How to reproduce QGen?
Opened this issue · 0 comments
xMHW commented
With distributed GPL generated data, I want to reproduce the QGen result.
python -m gpl.train \
--path_to_generated_data "generated/$dataset" \
--base_ckpt "distilbert-base-uncased" \
--gpl_score_function "dot" \
--batch_size_gpl 32 \
--gpl_steps 140000 \
--new_size -1 \
--queries_per_passage -1 \
--output_dir "output/$dataset" \
--evaluation_data "./$dataset" \
--evaluation_output "evaluation/$dataset" \
--generator "BeIR/query-gen-msmarco-t5-base-v1" \
--retrievers "msmarco-distilbert-base-v3" "msmarco-MiniLM-L-6-v3" \
--retriever_score_functions "cos_sim" "cos_sim" \
--cross_encoder "cross-encoder/ms-marco-MiniLM-L-6-v2" \
--qgen_prefix "qgen" \
--do_evaluation \
# --use_amp # Use this for efficient training if the machine supports AMP
# One can run `python -m gpl.train --help` for the information of all the arguments
# To reproduce the experiments in the paper, set `base_ckpt` to "GPL/msmarco-distilbert-margin-mse" (https://huggingface.co/GPL/msmarco-distilbert-margin-mse)
From this chunk of code, I added mnrl_output_dir and mnrl_evaluation_output parameter (such as "output/$dataset-mnrl")

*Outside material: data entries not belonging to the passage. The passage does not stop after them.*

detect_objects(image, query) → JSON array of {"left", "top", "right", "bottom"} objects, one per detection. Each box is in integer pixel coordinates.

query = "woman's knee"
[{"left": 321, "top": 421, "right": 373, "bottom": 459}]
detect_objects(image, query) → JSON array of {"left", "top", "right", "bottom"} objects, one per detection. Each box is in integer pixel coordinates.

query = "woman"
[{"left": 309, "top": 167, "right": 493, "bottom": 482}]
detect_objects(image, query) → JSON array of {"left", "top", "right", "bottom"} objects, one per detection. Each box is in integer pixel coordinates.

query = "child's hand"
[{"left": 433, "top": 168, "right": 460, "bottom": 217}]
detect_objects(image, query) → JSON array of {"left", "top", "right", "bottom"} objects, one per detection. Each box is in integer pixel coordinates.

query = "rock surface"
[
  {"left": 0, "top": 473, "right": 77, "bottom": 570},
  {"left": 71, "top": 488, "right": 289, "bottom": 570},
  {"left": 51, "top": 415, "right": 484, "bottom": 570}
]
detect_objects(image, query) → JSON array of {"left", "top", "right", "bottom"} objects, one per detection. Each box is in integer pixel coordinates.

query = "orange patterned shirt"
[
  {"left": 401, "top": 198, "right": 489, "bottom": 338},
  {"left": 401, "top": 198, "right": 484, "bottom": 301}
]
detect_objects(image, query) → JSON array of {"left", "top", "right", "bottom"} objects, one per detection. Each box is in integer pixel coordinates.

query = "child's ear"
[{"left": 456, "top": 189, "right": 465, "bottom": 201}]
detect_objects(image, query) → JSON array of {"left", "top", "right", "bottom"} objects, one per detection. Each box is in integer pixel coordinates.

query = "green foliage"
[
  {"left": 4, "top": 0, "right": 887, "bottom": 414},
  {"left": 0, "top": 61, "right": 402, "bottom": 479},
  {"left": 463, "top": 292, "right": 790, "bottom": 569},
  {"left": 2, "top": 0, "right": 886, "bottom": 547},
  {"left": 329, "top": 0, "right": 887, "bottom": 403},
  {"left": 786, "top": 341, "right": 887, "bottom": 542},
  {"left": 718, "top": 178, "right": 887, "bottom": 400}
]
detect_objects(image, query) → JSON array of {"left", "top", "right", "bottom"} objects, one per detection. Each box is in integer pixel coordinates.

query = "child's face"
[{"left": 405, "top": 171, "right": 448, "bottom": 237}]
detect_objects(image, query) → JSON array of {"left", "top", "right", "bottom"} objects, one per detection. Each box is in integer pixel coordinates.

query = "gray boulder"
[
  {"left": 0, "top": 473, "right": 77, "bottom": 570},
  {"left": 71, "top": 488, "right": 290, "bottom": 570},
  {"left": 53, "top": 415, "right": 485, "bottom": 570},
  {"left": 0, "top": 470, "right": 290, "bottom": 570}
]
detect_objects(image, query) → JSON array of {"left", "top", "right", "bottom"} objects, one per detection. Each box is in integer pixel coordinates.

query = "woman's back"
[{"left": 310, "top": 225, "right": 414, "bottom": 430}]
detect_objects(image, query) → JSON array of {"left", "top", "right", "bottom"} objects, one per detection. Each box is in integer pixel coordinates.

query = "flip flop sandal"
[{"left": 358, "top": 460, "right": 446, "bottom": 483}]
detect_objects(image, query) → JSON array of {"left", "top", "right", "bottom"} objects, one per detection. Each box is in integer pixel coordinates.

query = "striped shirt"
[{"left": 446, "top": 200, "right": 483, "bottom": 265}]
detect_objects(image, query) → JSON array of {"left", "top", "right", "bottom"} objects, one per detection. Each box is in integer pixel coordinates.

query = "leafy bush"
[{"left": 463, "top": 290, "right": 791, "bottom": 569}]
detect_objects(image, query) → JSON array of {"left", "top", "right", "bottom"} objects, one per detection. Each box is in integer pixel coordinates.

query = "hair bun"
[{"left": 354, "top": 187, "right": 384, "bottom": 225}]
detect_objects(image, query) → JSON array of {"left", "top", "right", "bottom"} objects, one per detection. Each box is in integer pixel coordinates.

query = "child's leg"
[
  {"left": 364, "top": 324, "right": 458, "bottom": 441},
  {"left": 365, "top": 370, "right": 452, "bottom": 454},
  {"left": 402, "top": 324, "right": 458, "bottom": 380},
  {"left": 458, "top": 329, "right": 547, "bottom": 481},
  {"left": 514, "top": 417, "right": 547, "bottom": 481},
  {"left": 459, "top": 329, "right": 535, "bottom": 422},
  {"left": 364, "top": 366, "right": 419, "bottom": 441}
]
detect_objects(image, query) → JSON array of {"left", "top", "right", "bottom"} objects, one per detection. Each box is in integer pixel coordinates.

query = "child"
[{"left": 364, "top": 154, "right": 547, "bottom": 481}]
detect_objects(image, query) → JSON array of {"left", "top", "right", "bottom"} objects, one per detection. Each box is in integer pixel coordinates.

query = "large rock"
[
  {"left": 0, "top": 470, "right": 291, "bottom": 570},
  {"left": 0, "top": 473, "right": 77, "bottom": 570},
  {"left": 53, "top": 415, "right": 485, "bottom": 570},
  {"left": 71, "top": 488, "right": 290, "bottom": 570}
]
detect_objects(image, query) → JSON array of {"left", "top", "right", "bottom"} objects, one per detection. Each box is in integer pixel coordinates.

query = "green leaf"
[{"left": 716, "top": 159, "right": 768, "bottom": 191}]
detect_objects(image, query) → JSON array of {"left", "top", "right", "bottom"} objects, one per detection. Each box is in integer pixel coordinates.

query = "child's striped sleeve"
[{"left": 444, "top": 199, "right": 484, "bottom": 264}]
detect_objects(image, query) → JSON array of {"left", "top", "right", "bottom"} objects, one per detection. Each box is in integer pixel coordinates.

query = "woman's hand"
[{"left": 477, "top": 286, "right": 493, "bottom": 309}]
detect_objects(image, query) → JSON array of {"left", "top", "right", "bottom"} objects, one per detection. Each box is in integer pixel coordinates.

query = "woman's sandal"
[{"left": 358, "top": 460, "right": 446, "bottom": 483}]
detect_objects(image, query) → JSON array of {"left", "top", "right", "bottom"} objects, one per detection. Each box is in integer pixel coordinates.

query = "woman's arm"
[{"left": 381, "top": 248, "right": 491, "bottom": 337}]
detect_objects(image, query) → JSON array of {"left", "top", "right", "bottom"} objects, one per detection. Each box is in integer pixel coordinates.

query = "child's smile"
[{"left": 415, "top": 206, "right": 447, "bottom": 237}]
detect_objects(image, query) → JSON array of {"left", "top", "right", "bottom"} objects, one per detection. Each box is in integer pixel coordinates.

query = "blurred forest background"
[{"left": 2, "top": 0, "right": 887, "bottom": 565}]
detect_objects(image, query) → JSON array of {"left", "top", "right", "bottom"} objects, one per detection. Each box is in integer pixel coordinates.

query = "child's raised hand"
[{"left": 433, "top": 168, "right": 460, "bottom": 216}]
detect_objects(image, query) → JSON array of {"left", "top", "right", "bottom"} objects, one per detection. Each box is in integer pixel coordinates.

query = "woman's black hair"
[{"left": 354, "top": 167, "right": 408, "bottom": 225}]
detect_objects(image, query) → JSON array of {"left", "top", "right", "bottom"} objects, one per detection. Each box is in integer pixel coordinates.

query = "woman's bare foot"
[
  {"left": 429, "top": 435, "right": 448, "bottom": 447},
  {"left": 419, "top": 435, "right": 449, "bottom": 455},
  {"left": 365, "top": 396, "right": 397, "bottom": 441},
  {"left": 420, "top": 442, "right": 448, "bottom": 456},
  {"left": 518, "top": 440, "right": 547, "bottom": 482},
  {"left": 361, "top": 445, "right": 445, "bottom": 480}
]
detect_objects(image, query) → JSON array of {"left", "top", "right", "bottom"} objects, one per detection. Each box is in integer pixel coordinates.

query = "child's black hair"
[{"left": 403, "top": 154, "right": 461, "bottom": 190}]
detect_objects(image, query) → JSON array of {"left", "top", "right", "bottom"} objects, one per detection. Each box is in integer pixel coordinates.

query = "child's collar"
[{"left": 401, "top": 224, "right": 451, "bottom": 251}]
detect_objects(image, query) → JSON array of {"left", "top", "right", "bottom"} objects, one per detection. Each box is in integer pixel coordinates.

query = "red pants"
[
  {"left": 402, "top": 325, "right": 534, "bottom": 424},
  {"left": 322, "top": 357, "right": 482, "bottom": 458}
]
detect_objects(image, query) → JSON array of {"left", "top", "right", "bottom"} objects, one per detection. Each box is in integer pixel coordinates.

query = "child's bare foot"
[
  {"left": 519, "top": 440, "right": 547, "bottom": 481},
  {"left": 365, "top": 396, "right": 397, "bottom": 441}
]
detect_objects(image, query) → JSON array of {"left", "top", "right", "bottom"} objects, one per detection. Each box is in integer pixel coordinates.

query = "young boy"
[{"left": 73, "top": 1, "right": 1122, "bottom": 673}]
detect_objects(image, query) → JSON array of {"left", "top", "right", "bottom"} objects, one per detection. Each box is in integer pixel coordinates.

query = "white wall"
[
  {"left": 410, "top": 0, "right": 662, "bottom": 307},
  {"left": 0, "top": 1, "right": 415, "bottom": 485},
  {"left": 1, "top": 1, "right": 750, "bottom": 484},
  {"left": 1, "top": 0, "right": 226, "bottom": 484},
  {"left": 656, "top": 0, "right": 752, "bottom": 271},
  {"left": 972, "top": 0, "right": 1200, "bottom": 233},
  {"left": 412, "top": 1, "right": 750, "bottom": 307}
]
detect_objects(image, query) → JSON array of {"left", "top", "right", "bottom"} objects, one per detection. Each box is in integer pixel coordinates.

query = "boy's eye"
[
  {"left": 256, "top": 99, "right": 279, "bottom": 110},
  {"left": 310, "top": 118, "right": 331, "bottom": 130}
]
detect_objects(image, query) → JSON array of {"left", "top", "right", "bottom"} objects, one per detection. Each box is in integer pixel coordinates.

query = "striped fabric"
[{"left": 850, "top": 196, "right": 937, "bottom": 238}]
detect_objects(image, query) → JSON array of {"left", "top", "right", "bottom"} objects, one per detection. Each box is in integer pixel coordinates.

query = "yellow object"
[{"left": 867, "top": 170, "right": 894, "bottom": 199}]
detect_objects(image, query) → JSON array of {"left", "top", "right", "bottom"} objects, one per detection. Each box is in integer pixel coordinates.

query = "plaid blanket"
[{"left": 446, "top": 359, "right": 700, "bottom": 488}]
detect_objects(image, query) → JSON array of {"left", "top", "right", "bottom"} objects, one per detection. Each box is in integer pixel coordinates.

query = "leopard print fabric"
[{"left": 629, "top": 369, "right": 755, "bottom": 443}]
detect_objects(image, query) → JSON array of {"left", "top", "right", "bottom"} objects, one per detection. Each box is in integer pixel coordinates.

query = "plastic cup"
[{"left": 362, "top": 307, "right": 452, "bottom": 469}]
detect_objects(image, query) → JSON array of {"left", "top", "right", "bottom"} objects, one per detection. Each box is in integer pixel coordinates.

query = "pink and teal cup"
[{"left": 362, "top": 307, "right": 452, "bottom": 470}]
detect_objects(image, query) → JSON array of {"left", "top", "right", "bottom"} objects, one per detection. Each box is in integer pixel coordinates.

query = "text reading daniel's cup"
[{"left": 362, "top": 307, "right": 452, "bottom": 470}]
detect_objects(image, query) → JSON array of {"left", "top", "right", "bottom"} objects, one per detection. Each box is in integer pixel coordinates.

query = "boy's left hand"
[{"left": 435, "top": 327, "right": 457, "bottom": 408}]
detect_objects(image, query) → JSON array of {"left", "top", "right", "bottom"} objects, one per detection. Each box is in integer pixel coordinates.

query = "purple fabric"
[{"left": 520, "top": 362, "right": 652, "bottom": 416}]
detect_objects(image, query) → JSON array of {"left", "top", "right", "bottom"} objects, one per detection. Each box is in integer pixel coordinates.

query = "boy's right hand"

And from mnrl.py, there's already batch size 75 is set and num_epoch to 1. So should it be the right way to reproduce your reported QGen score?
Also, Should I change the argument base_ckpt to "GPL/msmarco-distilbert-margin-mse" to reproduce?
If this is right, then I'm afraid that I wasn't able to get the similar result reported to the paper(28.7 for FiQA), I've only got 26.04 for FiQA.